The hurricane fighting fleet of airplanes was alerted five days ago and has since then been spraying the ocean surface around Pedro’s eye with a mix based on biodegradable oil to slow down the evaporating that feeds the hurricane. Even though progress have been made calculating the development of a hurricane, it is still difficult to determine the exact effect of the spraying, but analysts believe it is the reason that the wind speed has not increased.
It is hard to tell exactly what kind of damages a category five hurricane on the Saffir-Simpson scale could do to the southern part of Florida. Estimations show that the difference between a category four and five hurricane could equal 10% of the damages, which if Pedro was in a bad mood, could be about US$ 17 billion. If these estimations are correct, the much debated investment in the hurricane fighting fleet was well worth it.

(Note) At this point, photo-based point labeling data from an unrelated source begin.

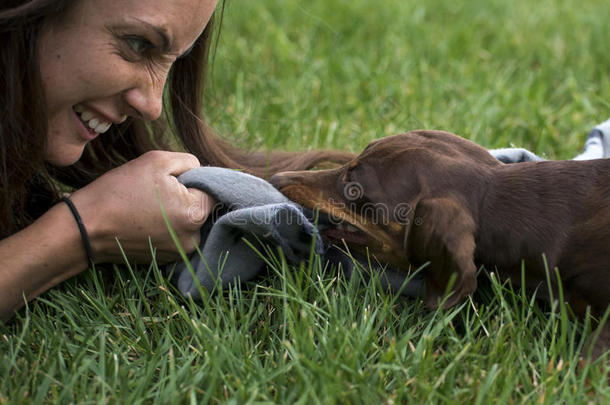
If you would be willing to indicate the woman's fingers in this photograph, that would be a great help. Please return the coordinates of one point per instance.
(200, 208)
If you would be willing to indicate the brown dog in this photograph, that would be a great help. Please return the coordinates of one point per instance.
(431, 196)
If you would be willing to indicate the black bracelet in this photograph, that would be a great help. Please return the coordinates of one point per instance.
(81, 228)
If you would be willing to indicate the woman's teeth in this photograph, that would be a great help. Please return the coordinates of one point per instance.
(91, 120)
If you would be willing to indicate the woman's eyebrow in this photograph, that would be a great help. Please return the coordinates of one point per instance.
(166, 43)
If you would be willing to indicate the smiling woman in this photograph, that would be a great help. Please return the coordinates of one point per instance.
(82, 107)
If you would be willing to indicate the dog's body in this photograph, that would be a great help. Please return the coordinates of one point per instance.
(465, 208)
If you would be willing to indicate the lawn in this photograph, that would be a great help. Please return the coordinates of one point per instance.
(313, 74)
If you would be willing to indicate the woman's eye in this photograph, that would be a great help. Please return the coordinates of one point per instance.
(138, 45)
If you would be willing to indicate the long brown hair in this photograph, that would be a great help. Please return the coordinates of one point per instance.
(28, 186)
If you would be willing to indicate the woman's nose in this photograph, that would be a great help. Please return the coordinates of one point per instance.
(146, 98)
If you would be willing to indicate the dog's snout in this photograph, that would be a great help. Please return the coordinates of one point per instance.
(281, 180)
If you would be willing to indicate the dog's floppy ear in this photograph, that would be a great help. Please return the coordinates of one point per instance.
(442, 233)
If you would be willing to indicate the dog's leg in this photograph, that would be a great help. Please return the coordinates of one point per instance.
(598, 143)
(514, 155)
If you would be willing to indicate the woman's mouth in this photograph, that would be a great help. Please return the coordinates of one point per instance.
(94, 124)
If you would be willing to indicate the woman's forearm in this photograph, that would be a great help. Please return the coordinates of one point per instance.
(39, 257)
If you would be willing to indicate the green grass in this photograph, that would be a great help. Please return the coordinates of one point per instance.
(302, 75)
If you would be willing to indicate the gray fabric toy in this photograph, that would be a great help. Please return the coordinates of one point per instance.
(252, 209)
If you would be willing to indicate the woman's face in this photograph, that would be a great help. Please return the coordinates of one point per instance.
(105, 60)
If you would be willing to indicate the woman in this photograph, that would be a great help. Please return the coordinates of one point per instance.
(82, 86)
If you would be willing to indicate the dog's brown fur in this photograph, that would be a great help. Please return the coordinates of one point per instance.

The taming of Pedro gives good hope for the future since the number of hurricanes has increased during the last 30 years, mainly because of the global warming. Hurricanes need a water temperature of at least 27 degrees Celsius which has become more common during this period.
Argument: According to Ross N. Hoffman, Vice President of Atmospheric and Environmental Research, it is possible to control hurricanes, by coating the ocean surface with a thin film of a biodegradable oil that slows evaporation. The estimated cost is based on the damage that the hurricane Andrew caused in Florida in 1992, in the value of year 2040.
Questions: Are there other ways to control hurricanes? How well will future computer power and software help us in calculating the weather in general and hurricanes in particular?